Bénin : L’humoriste Aurélie Nougloï-Guézo relaxée

La Cour de répression des infractions économiques et du terrorisme (CRIET) a prononcé, jeudi 11 juin 2026, la relaxe d’Aurélie Nougloï-Guézo dans le dossier de cybercriminalité pour lequel elle était poursuivie. La décision a été rendue par la chambre de jugement de la juridiction spéciale après plusieurs audiences consacrées à l’examen de l’affaire.

La comédienne était poursuivie pour des faits présumés de complicité d’escroquerie via internet. À l’issue des débats, le juge a estimé que les éléments du dossier ne permettaient pas d’établir sa culpabilité avec certitude et l’a relaxée au bénéfice du doute.

Cette décision rejoint la position soutenue lors des réquisitions par le ministère public.
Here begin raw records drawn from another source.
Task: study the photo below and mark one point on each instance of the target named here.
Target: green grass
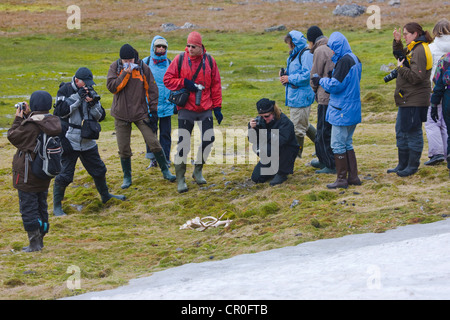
(118, 241)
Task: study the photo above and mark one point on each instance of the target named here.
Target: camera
(92, 94)
(198, 94)
(21, 105)
(394, 73)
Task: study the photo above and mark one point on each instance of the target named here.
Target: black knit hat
(127, 52)
(265, 105)
(40, 101)
(313, 33)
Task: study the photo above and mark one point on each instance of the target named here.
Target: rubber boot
(180, 171)
(58, 196)
(403, 156)
(278, 179)
(197, 174)
(35, 241)
(126, 169)
(352, 178)
(413, 164)
(301, 141)
(341, 170)
(102, 188)
(311, 133)
(162, 161)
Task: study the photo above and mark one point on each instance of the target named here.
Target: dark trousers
(165, 135)
(207, 134)
(323, 138)
(33, 208)
(90, 159)
(287, 156)
(408, 128)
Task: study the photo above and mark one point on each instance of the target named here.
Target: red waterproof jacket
(208, 76)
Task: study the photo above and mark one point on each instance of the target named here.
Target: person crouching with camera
(29, 122)
(412, 95)
(77, 103)
(273, 137)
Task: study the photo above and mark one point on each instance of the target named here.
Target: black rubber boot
(102, 188)
(58, 196)
(35, 241)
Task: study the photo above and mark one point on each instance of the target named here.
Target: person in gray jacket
(75, 101)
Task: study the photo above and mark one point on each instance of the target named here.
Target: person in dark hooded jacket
(344, 109)
(273, 137)
(33, 191)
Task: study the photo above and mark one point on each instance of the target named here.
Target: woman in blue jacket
(299, 94)
(158, 63)
(344, 109)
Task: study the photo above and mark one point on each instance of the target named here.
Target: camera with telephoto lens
(394, 73)
(198, 94)
(93, 95)
(21, 105)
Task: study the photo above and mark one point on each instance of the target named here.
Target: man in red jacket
(196, 71)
Le parquet avait indiqué que les éléments recueillis au cours de l’enquête ne permettaient pas de requérir une condamnation à l’encontre de la prévenue.

Restitution de la caution et des biens saisis

Dans son jugement, la CRIET a également ordonné le remboursement de la somme d’un million de francs CFA versée par Aurélie Nougloï-Guézo dans le cadre de sa remise en liberté provisoire. La juridiction a aussi autorisé la restitution de ses effets personnels saisis pendant l’enquête, notamment son téléphone portable.

Cette décision met fin à une procédure judiciaire qui avait conduit à son placement sous mandat de dépôt avant qu’elle n’obtienne une mise en liberté provisoire sous caution. Assistée de Me Omer Sylvain Tchiakpè, la comédienne avait poursuivi sa défense devant la chambre de jugement tout en restant libre de ses mouvements.

Une carte SIM au centre des poursuites

Au cours du procès, le parquet spécial avait reproché à la prévenue d’avoir acquis une carte SIM enregistrée à son nom avant qu’elle ne soit utilisée par un détenu incarcéré à la maison d’arrêt d’Abomey-Calavi.

Lors de sa comparution, Aurélie Nougloï-Guézo avait reconnu avoir procédé à l’achat de la puce téléphonique. Elle contestait toutefois toute participation à une opération d’escroquerie en ligne et affirmait ignorer l’usage qui aurait pu être fait de cette ligne.

La prévenue avait expliqué à la Cour qu’elle n’avait pas remis personnellement la carte SIM au détenu concerné. Elle avait également déclaré avoir mis fin à l’utilisation de cette ligne quelques jours après son acquisition, après avoir reçu des conseils de son entourage. Les débats ont principalement porté sur le lien entre l’achat de cette carte SIM et les faits d’escroquerie reprochés au détenu. À l’issue de l’examen du dossier, la juridiction n’a pas retenu les charges de cybercriminalité contre la comédienne.

La relaxe prononcée par la chambre de jugement met un terme à la procédure engagée contre Aurélie Nougloï-Guézo devant la CRIET, sauf exercice d’une voie de recours par les parties habilitées dans les délais prévus par la loi. Avec cette décision, la comédienne recouvre l’intégralité de ses droits dans ce dossier et pourra récupérer aussi bien la caution versée que les objets saisis au cours de l’instruction.